Environmental Engineering Special Seminar - October 4, 2024.
Speakers: Prof. Rodney Weber, Georgia
Institute of Technology, USA
Title: Assessing PM2.5 Air Pollution’s
Adverse Health Effects with Particle Oxidative Potential: Is Oxidative
Potential Useful?
Inhalation of fine aerosol
particles, known as PM2.5, leads to adverse health outcomes. Regulations to
protect health are based on PM2.5 mass concentration. In the ambient atmosphere
PM2.5 is composed of a myriad of chemical species due to emissions from many
sources and subsequent atmospheric processing that further alters particle
composition. It is known that this results in a wide range in toxicities for
individual chemical species within PM2.5, suggesting that PM2.5 mass
concentration may not be the optimal metric to assess potential adverse effects
or to design strategies to reduce health impacts on exposed populations. Measures of PM2.5 oxidative potential (OP)
have been proposed as a more physiologically relevant parameter to assess
particle adverse health effects. In the past 10 years or so many OP assays have
been developed and characterized their responses to particle chemical species.
In this talk I will summarize some of the studies I have been involved in that
investigated links to adverse health and associations to OP vs PM2.5 mass, and
discuss some results from measurements in Fairbanks, Alaska, that shows the
utility of OP for assessing outdoor and indoor air quality.
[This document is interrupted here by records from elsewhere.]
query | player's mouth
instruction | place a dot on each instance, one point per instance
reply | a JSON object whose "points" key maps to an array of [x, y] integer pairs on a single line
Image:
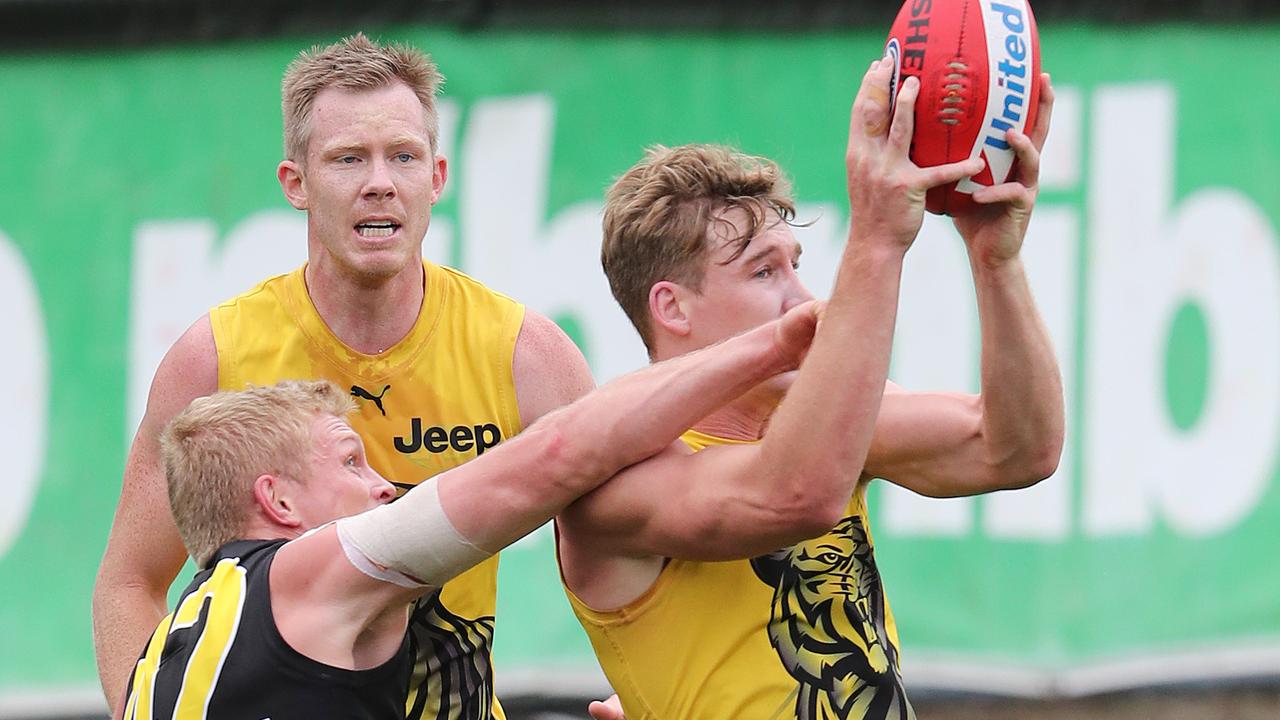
{"points": [[376, 228]]}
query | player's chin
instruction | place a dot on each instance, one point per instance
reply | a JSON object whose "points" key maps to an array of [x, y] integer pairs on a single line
{"points": [[782, 381]]}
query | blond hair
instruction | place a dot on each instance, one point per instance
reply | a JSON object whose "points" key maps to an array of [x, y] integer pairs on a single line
{"points": [[658, 214], [219, 445], [353, 63]]}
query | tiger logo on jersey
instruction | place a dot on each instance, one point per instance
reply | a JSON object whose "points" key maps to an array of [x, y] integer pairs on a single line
{"points": [[452, 668], [827, 625]]}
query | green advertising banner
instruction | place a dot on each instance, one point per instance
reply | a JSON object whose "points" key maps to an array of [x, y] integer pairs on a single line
{"points": [[140, 188]]}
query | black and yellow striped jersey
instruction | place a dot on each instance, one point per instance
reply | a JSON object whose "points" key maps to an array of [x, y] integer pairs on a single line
{"points": [[220, 655]]}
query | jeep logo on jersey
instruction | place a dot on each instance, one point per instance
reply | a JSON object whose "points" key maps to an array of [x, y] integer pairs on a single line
{"points": [[460, 438]]}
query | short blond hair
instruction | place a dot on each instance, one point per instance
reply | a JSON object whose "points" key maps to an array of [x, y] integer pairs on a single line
{"points": [[219, 445], [353, 63], [658, 215]]}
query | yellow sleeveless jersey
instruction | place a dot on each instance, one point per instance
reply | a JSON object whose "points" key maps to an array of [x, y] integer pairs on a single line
{"points": [[439, 397], [801, 633]]}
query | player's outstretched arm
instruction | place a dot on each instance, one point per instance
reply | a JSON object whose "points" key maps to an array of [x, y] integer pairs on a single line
{"points": [[1009, 436], [736, 501], [344, 586], [144, 551]]}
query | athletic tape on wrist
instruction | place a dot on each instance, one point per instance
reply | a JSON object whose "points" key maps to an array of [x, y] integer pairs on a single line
{"points": [[411, 537]]}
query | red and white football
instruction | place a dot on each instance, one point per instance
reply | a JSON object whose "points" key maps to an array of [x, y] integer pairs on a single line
{"points": [[978, 63]]}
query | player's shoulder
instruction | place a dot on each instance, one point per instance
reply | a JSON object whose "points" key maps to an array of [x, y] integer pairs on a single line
{"points": [[465, 283], [268, 288]]}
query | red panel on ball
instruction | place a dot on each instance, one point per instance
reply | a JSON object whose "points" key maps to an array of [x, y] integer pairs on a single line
{"points": [[978, 64]]}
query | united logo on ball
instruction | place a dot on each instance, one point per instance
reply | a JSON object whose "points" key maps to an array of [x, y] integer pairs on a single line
{"points": [[978, 64]]}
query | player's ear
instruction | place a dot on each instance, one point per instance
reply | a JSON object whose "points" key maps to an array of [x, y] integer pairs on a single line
{"points": [[668, 309], [291, 176], [439, 174], [274, 499]]}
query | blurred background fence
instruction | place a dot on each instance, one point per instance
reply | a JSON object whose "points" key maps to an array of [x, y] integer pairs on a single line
{"points": [[137, 153]]}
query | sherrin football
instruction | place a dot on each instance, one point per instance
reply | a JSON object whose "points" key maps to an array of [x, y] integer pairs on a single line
{"points": [[978, 64]]}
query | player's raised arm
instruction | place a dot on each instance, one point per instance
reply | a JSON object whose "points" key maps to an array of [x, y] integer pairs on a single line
{"points": [[145, 552], [736, 501], [1011, 434], [342, 580]]}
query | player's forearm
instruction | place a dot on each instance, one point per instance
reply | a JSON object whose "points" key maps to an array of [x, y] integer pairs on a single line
{"points": [[572, 450], [126, 613], [639, 414], [818, 440], [1022, 386]]}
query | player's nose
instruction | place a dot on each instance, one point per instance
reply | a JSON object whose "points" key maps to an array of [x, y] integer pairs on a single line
{"points": [[796, 294], [382, 490]]}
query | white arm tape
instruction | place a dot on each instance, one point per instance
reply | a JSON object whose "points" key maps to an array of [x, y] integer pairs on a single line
{"points": [[410, 542]]}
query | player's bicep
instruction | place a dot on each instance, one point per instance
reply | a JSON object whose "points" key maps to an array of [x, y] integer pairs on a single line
{"points": [[929, 442], [696, 506]]}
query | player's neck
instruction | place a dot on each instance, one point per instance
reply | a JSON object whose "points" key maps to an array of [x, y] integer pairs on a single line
{"points": [[368, 317], [744, 419]]}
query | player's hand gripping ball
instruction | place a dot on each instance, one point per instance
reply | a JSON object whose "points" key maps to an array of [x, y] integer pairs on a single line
{"points": [[978, 64]]}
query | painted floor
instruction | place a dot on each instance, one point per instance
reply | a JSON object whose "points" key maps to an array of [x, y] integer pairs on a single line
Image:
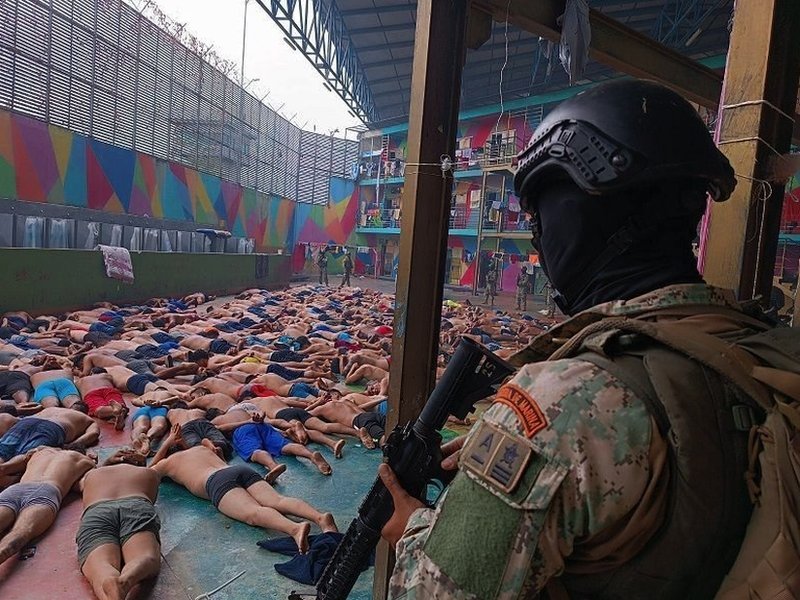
{"points": [[201, 548]]}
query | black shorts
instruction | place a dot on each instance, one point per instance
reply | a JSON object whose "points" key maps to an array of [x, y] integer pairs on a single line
{"points": [[137, 384], [224, 480], [219, 347], [12, 382], [141, 366], [293, 414], [198, 430], [373, 422]]}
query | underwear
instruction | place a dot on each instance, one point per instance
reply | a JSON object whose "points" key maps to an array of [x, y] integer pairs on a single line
{"points": [[293, 414], [285, 373], [59, 388], [286, 356], [115, 522], [20, 496], [219, 347], [102, 397], [30, 433], [162, 338], [151, 412], [105, 328], [249, 407], [227, 479], [258, 436], [141, 366], [12, 382], [128, 355], [150, 351], [373, 422], [259, 391], [21, 341], [136, 384], [303, 390], [196, 431]]}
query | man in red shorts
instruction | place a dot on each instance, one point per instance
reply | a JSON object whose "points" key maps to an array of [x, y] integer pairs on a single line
{"points": [[103, 399]]}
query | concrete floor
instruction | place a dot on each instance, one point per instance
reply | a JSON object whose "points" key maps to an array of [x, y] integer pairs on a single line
{"points": [[201, 548]]}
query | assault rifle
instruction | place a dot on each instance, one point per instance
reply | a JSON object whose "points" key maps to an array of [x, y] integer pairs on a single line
{"points": [[414, 453]]}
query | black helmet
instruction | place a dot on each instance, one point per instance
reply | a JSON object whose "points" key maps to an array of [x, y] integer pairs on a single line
{"points": [[620, 135]]}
Short bio: Rodney Weber is a Professor of Atmospheric
Chemistry at School of Earth & Atmospheric Sciences at the Georgia
Institute of Technology in Atlanta, GA, USA. Professor Weber’s research
broadly encompasses the formation, evolution and radiative and health
impacts of atmospheric aerosols through the combination of field and
laboratory observations and theory, often with instrumentation and
techniques that is developed in his group. Throughout his career,
Professor Weber has made seminal contributions on the topics of New
Particle Formation, Secondary Organic Aerosol Formation, Aerosol and
Human Health Effects, Fine Particle Acidity and Aerosol Brown Carbon. He
is the inventor of the Particle-Into-Liquid Sampler (PILS) and is a
Highly Cited Researcher in the field of Geosciences,
authoring/co-authoring close to 300 refereed journal publications that
are cited more than 42000 times and with an h-index of 117 (Google
Scholar). His distinctions include the Kenneth T. Whitby Award from the
American Association for Aerosol Research, the Ascent Award from the
Atmospheric Sciences Section of the American Geophysical Union, and a
Georgia Institute of Technology College of Sciences Faculty Mentor
Award.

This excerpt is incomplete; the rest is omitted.